In the age of the Internet, no animal has captivated audiences quite like the humble house cat. Whether captured in a playful photo or immortalized through a quirky video, these portrayals have proven the animal’s modern-day prowess. The popularity of cat pictures, however, did not start with social media; in fact, such images have been an artistic staple since ancient times.
From age-old paintings to more modern graphic design, cats have been stealing the show for centuries. Here, we explore the cat’s role in art history, paying particular attention to the genres and movements that appear to have especially favored feline subjects.
Ancient Egyptian Tomb Art
Throughout the course of art history, no group has portrayed felines as favorably as the ancient Egyptians. In awe of cats’ companionship, poise, and hunting abilities, Egyptians viewed the animals as sacred, depicting gods and goddesses in their likeness and regularly incorporating them into their relief carvings, papyrus paintings, and, most notably, tomb decoration.

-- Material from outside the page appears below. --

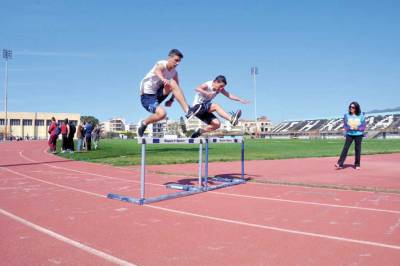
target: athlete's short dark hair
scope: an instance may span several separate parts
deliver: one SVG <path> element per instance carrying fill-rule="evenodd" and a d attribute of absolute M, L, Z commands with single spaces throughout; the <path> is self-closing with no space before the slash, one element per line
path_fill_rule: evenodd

Drawings and engravings of powerful cats were often featured on both ancient Egyptian sarcophagi and the walls that surround them. In addition to adorning tombs housing human remains, these depictions are also fittingly found within felines’ burial sites. Viewed as family members, pet cats were mourned, mummified, and buried so that they, too, could pass into the afterlife.
Admired for their lion-like stalking skills (and subsequent contributions to pest control), domesticated cats have been kept as pets in China for thousands of years. Thus, in most Chinese art, they are typically shown doing what house cats do best: hunting small animals, exploring their surroundings, or curling up for a cat nap.
Given the slinkiness of their silhouettes and the rounded contours of their bodies, they remain favored subjects among Chinese painters and calligraphy artists.